ACT Gandeng Peternak Lokal Siapkan Hewan Kurban Idul Adha
Indoagribiz – Lembaga Kemanusiaan Aksi Cepat Tanggap (ACT) melalui Global
Qurban menggandeng peternak lokal dalam menyiapkan hewan kurban untuk
Hari Raya Idul Adha 1441 hijriah.
“Global Qurban telah menyiapkan hewan kurban terbaiknya untuk
menyambut Idul Adha,” kata Executive Vice President ACT dan penanggung
jawab implementasi Global Qurban-ACT Insan Nurrohman melalui
keterangan tertulis yang diterima di Jakarta, Selasa (30/6).
Selain berbagi dengan penerima manfaat, pemberdayaan peternak dan
pelapak juga menjadi fokus Global Qurban pada tahun ini.
Kerja sama tersebut juga menjadi bukti konkret ACT untuk terus
membantu berbagai kalangan selama masa pandemi COVID-19 termasuk para
peternak lokal di Tanah Air.
Pemberdayaan para peternak lokal tersebut juga dinilai penting sebab
banyak masyarakat harus kehilangan mata pencahariannya akibat pandemi
COVID-19.”Ada manfaat ekonomi yang besar sekali yang dapat kita raih
dari ibadah ini,” ujar dia.
Dalam penerapannya, ACT melibatkan ratusan bahkan ribuan peternak
lokal yang juga berharap karena situasi COVID-19. Sebab, para peternak
sempat khawatir apakah hewan ternak mereka dapat dibeli orang yang
akan berkurban pada Idul Adha.
Oleh karena itu, lanjut dia, manfaat ekonomi dari kurban adalah
membuka lapangan pekerjaan bagi ribuan bahkan jutaan peternak di Tanah
Air.
Sementara itu, salah seorang pemilik peternakan di Tegal Waru,
Kecamatan Ciampea, Kabupaten Bogor Budi Susilo mengatakan semakin
dekat Hari Raya Idul Adha, maka akan semakin banyak pula persediaan
hewan kurban.
Peternakan milik Budi merupakan salah satu penyuplai hewan kurban
untuk Global Qurban-ACT. Sudah empat tahun terakhir ia bekerja sama
dengan ACT untuk menyediakan hewan ternak.”Di sini sebagian besar
kegiatannya ialah penggemukan dan sebagian kecilnya pengembangbiakan,”
kata dia.
Saat ini terdapat kandang yang diisi ratusan kambing dan domba.
Kemudian ada juga kandang khusus yang diisi 50 ekor sapi dengan
berbagai jenis.
Ia mengatakan targetnya akan menambah ratusan ekor lagi yang
didatangkan dari Bali dan Jawa Timur.
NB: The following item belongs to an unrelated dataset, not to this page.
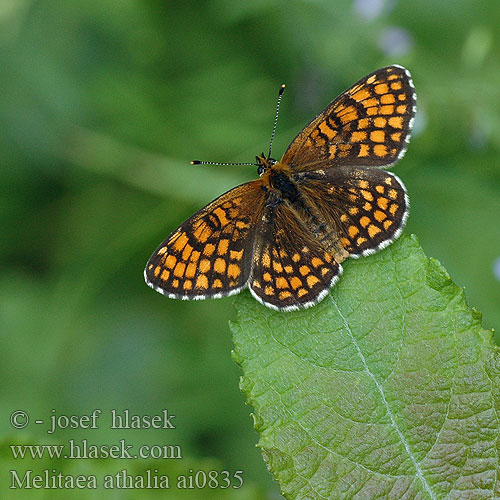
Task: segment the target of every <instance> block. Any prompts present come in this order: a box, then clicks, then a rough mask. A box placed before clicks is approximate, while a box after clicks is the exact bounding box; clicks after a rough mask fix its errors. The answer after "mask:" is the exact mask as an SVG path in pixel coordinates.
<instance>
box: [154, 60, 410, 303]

Hewan-hewan tersebut merupakan
persiapan dari pihak peternakan untuk memenuhi kebutuhan kurban.
Perawatan terbaik, ujar dia, ialah dengan cara menjaga kebersihan
kandang serta pemberian pakan bergizi menjadi kunci utama dalam
merawat hewan.”Ini bertujuan agar para pekurban puas saat membeli dan
memberikan hewan dengan keadaan terbaik untuk ibadah,” ujarnya.